* [PATCHv2 1/2] blk-mq: allow timer to freeze its own queue
@ 2015-11-24 18:35 Keith Busch
2015-11-24 18:35 ` [PATCHv2 2/2] NVMe: Shutdown fixes Keith Busch
` (2 more replies)
0 siblings, 3 replies; 8+ messages in thread
From: Keith Busch @ 2015-11-24 18:35 UTC (permalink / raw)
This patch removes synchronizing the timeout work so that the timer can
start a freeze on its own queue. The timer enters the queue, so timer
context can only start a freeze, but not wait for frozen.

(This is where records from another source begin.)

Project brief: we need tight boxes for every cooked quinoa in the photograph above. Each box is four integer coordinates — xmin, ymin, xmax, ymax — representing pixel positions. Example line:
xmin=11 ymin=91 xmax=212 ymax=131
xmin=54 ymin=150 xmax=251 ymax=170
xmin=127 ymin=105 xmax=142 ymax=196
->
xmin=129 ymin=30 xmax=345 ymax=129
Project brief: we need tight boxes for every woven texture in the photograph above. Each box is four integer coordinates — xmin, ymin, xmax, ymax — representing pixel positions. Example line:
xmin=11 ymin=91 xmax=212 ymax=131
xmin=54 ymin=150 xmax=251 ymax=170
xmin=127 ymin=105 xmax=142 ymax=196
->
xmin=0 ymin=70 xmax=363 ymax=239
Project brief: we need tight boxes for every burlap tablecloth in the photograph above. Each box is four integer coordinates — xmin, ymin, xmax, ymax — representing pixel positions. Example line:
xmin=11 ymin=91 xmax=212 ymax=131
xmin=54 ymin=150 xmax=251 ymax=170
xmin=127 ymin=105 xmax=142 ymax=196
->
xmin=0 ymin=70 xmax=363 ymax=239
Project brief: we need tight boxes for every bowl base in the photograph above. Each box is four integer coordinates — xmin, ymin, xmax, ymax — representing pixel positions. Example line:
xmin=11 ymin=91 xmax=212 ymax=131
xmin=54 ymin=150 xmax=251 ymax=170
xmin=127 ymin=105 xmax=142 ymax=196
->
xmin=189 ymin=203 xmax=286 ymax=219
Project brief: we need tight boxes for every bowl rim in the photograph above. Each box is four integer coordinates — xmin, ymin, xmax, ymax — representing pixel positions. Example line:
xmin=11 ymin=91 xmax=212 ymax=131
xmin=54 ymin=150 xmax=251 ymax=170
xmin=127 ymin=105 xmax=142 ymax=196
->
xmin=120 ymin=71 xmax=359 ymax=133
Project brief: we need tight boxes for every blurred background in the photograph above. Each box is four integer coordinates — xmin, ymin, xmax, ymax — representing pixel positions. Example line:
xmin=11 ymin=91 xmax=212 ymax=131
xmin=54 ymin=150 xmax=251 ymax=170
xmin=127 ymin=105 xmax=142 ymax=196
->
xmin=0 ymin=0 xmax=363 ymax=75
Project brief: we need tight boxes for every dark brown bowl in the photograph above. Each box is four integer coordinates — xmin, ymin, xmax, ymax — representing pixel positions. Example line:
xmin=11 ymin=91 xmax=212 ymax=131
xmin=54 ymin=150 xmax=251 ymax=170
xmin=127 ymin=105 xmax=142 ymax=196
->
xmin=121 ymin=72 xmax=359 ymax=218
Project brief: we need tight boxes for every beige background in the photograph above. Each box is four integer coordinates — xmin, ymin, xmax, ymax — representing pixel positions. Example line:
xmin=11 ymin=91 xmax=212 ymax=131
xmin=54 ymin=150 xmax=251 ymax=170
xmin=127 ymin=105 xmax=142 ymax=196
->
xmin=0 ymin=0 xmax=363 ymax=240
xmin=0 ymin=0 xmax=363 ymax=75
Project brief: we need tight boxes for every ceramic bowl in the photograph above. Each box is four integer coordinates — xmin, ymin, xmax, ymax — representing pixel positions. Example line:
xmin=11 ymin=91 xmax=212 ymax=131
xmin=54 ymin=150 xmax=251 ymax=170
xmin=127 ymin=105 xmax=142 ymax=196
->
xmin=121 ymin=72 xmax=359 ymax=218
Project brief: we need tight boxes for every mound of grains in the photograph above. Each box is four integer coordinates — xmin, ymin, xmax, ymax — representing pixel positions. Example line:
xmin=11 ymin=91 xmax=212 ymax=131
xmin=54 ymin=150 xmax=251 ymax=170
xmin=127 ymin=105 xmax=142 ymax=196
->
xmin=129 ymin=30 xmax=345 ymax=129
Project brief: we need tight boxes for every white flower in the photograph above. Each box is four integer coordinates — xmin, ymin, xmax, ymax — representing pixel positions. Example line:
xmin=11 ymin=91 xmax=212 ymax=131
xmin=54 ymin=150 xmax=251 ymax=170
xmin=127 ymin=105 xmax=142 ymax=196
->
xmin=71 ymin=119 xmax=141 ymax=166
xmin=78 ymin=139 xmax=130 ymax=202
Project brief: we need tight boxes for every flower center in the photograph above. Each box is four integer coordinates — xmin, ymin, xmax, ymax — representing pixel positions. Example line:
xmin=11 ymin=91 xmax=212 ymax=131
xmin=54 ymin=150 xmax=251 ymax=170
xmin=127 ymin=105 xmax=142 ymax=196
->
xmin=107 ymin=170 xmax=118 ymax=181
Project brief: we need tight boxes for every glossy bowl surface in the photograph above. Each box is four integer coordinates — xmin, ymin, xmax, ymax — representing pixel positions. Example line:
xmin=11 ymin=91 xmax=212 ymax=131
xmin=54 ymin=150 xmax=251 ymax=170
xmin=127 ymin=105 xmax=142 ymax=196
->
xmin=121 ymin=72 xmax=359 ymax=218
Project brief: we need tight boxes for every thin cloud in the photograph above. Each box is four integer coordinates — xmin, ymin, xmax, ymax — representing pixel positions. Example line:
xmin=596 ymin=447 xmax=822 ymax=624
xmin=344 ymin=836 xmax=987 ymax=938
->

Signed-off-by: Keith Busch <keith.busch at intel.com>
---
block/blk-mq.c | 5 ++++-
1 file changed, 4 insertions(+), 1 deletion(-)
diff --git a/block/blk-mq.c b/block/blk-mq.c
index 5142219..2714c9c2 100644
--- a/block/blk-mq.c
+++ b/block/blk-mq.c
@@ -85,7 +85,6 @@ void blk_mq_freeze_queue_start(struct request_queue *q)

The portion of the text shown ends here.